La grâce, les violences conjugales, et la légitime défense
Cet article a été mis en ligne en janvier 2017. Une actualité très récente incite à le remettre en ligne, les problématiques abordées étant semblables.
Depuis la condamnation par deux cours d'assises successives à dix années de prison d'une femme ayant tué son mari violent, mais en en dehors d'un épisode agressif, suivie des deux grâces présidentielles ayant abouti à sa libération anticipée, un vif débat agite la société, les medias et le monde judiciaire autour de plusieurs problématiques qui sont malheureusement mélangées et traitées sans toujours la distance et la sérénité indispensables.
Essayons, autant que possible, de clarifier les termes de ces débats et de mettre en lumière les enjeux essentiels.
1. La grâce présidentielle
Un article a récemment été remis en ligne sur le sujet de la grâce présidentielle. (cf.ici). Nous n'y reviendrons pas longuement aujourd'hui.

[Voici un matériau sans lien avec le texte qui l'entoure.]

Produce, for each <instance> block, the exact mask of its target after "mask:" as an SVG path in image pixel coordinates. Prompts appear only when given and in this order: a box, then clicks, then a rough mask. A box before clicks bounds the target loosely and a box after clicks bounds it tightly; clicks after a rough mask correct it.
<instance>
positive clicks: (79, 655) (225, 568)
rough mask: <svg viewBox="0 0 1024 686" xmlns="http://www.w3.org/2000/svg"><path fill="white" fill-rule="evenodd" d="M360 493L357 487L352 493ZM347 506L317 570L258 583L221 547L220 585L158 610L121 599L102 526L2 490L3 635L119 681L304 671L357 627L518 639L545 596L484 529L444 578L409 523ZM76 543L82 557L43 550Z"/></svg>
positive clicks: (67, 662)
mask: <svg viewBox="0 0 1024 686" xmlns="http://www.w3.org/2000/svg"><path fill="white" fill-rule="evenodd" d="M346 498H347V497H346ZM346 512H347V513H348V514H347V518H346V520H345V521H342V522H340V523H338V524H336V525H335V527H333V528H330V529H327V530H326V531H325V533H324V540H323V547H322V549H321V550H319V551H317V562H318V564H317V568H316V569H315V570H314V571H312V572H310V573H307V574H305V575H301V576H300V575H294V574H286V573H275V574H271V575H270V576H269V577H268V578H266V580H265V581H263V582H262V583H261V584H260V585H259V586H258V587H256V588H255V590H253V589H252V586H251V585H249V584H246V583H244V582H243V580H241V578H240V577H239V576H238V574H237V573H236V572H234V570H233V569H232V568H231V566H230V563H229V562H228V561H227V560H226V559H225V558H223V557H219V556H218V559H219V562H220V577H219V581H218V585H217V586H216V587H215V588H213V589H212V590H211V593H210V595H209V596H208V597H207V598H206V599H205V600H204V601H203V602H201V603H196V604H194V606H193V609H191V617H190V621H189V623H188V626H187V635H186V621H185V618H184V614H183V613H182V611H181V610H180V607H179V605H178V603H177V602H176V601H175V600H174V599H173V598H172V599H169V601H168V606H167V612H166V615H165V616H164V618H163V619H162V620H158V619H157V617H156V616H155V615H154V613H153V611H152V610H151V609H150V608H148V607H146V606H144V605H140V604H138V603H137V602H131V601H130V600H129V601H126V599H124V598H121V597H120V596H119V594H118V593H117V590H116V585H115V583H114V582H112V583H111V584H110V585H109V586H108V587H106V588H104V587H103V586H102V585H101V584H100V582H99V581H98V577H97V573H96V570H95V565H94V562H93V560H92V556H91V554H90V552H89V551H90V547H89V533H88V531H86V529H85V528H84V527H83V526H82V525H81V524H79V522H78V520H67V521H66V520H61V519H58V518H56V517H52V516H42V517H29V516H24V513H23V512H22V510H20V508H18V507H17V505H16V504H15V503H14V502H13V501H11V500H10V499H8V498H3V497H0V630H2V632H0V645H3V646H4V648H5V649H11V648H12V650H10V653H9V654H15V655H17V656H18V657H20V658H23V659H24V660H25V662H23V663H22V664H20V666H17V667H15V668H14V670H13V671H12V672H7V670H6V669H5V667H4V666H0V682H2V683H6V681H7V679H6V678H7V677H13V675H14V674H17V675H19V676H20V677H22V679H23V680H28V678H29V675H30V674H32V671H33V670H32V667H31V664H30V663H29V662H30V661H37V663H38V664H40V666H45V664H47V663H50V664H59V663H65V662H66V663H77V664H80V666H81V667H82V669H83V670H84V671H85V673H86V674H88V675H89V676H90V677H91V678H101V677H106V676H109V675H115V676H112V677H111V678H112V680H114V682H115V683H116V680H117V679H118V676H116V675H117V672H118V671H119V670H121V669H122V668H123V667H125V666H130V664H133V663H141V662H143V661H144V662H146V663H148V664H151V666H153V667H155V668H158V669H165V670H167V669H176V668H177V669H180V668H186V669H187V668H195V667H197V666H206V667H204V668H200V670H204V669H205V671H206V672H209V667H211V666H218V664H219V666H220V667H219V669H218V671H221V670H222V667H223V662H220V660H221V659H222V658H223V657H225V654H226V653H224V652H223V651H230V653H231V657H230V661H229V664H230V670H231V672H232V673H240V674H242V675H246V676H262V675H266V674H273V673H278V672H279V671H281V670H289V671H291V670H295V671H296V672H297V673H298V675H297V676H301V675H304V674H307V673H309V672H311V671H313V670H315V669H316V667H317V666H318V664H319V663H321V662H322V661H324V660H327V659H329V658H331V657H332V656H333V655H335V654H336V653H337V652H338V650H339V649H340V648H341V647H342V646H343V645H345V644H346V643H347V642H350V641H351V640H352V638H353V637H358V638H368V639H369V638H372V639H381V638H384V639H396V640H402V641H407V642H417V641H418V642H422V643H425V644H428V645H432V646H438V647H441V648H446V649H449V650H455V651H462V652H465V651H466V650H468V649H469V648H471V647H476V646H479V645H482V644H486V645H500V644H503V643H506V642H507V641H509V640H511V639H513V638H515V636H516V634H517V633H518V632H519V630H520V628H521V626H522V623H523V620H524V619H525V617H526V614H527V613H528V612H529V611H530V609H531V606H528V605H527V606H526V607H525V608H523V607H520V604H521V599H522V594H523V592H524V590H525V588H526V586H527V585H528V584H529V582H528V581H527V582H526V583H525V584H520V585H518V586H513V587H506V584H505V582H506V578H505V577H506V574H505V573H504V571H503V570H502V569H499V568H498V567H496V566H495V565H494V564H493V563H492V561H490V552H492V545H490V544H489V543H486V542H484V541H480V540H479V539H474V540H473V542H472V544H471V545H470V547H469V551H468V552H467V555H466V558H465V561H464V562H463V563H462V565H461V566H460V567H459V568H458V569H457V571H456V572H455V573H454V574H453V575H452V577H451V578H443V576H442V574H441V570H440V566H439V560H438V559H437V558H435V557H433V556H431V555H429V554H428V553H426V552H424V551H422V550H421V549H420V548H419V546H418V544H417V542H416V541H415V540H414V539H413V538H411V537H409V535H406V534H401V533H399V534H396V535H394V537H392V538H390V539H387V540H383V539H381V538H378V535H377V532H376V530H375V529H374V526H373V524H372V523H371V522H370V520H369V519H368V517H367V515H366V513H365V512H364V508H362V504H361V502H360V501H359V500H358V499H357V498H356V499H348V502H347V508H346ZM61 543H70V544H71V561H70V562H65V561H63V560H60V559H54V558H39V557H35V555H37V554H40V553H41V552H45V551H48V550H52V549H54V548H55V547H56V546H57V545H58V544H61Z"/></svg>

Rappelons seulement les principales critiques qui sont émises contre la grâce présidentielle qui suit une décision judiciaire : Elle est prise par une personne qui n'a pas lu l'entier dossier, n'a pas assisté au procès, n'a ni rencontré ni entendu les protagonistes, qui donc ignore le contenu réel de l'affaire ; la décision n'est pas motivée, ne répond à aucun critère et est donc totalement arbitraire ; elle est prise trop souvent à la demande d'un groupe de pression dont l'objectivité n'est nullement garantie et qui surfe sur une émotion populaire organisée à partir d'un compte-rendu de l'affaire qui n'est pas toujours fidèle à sa réalité ; elle montre un réel mépris pour les juges et plus encore pour les jurés qui, après avoir entendu tous les avis pendant plusieurs journées et étudié tous les aspects d'une affaire, ont au terme d'une réflexion longue et approfondie en délibéré choisi la décision estimée la plus en conformité avec les faits réels.
Dans un environnement juridique moderne, dans lequel les références nationales et internationales essentielles imposent toujours plus de clarté, de transparence, d'objectivité, d'impartialité, et de motivation des décisions, le fait du prince, subjectif et obscur, n'a plus vraiment sa place.
2.La légitime défense
La problématique de la légitime défense a également été abordée plusieurs fois sur ce blog (cf. ici, ici), et notamment dans le cadre des violences conjugales (cf. ici)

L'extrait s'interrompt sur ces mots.